La copertina de "Il mendicante di Sogni" di Miriam MastrovitoCapitoli brevi, incalzanti, annodati in agili volteggi tra sogno e realtà, dimensioni che si intersecano in dissolvenza, per narrare di Maya e Joshua, giovane uomo cui è stata rubata l'infanzia. Perseguitato da spasmi e tic, smarrito tra le solitudini di chi ha scelto di vivere ai margini della società, dopo aver "speso la quasi totalità dei suoi trenta anni legato al ceppo di un imprecisato disturbo psichico", ritrova se stesso nei sogni. Ad aiutarlo la candida polvere di un'amara radice, l'iboga, per Ta'Ziyah l'unico rimedio per purificare dalle tossine del dolore, estirpando i fantasmi di un passato crudele, per restituire dignità e tornare a credere nei sogni.

Maya, fata e regina del regno di "Chissà dove", in cui i sogni sono realtà, nasce dall'inganno tra chi ama e chi usa l'amore. Il suo regno si arrende alle ombre, la luce si dissolve in un'addolorata agonia quando le sue ali di bianchi petali di rosa vengono strappate da Nergal, gelida, cieca oscurità generata dallo stesso inganno d'amore. Sarà lei, pur ferita, a dare coraggio ed aiutare il mendicante Joshua ed i suoi compagni di viaggio a raggiungere il suo mondo per salvarlo e salvarla, tornando a credere nei sogni.

Non ci sono anagrafi nei ghetti di una umanità "borderline", rifugio di chi rinnega sé stesso, non hanno nome i personaggi tratteggiati con tratto rapido e sicuro, ma hanno un sogno che li porterà "altrove", nella magia di un riverbero fatato di azzurro.
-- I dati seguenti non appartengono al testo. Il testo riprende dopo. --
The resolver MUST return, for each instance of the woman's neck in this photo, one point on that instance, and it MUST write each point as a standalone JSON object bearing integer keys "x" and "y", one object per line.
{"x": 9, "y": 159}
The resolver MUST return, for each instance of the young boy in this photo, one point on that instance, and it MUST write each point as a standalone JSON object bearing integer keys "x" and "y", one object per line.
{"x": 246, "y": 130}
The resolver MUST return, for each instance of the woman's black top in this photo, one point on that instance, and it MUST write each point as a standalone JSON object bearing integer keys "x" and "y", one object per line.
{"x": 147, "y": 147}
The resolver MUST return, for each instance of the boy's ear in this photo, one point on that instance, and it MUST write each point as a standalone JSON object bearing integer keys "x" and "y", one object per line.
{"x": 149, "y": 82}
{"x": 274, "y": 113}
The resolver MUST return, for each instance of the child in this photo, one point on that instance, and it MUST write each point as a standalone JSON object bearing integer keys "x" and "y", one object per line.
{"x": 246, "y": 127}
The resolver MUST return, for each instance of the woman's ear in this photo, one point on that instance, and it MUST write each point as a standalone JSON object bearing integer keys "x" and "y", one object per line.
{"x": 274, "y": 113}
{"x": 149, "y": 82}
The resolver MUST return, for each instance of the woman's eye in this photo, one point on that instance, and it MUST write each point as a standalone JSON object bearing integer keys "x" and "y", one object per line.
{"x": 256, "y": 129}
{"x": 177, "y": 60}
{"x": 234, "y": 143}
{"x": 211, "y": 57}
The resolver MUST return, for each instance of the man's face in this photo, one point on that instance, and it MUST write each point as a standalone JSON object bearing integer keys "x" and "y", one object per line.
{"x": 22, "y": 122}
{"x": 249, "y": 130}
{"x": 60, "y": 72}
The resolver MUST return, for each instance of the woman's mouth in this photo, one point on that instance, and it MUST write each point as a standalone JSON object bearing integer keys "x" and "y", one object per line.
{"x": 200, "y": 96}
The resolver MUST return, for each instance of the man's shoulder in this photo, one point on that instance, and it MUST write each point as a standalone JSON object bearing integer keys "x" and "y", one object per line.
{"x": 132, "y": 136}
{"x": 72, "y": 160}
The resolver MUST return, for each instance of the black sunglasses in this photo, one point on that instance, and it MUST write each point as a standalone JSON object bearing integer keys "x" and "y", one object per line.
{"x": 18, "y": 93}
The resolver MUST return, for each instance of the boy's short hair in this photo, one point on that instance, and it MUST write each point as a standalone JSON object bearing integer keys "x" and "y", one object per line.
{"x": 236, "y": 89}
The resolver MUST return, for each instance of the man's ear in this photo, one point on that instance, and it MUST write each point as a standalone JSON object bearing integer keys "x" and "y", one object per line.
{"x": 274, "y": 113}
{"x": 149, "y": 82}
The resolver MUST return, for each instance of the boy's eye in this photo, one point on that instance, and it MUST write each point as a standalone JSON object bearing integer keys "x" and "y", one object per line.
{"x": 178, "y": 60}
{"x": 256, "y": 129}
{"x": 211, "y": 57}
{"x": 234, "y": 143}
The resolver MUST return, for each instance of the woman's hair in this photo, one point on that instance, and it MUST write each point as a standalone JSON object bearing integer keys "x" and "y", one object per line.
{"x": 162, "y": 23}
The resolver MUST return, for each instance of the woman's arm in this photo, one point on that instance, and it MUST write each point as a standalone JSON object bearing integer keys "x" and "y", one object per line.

Sarà quel sogno, così lontano dalla dolorosa zavorra di una realtà opprimente ed oppressa, ad aprire un varco tra il mondo reale e le sue ferite e quello in cui i sogni, con la loro magia, le risanano, per dar vita ad una nuova realtà.

Il giovane chitarrista sulle note di Dream on degli Aerosmith aspira ad un successo non suo. Il barbone sopravvive ad Auschwitz ma non ai ricordi. Nei suoi sogni il lezzo di carne bruciata che "schiaffeggia le coscienze scaraventando nel baratro della consapevolezza" diviene fragranza di dolci torte. La bimba con le stampelle sogna di correre su gambe da Barbie ed evadere da un mondo senza colori. Il tossico che tanto ricorda "Cristo sulla via del Calvario, la croce ancora in circolo nelle vene e i segni della flagellazione sulle braccia", sconfigge la tossicodipendenza, rea di diffondere "le sue metastasi nelle relazioni, nelle consuetudini" per amore di suo fratello, l'unico ad aver fiducia in lui, "baciato da un tir" è prigioniero di un coma. La prostituta, impazzita dal dolore per aver perso il suo bimbo concepito con un virtuale amore dal retaggio clientelare, cerca i passi perduti ed una nuova esistenza.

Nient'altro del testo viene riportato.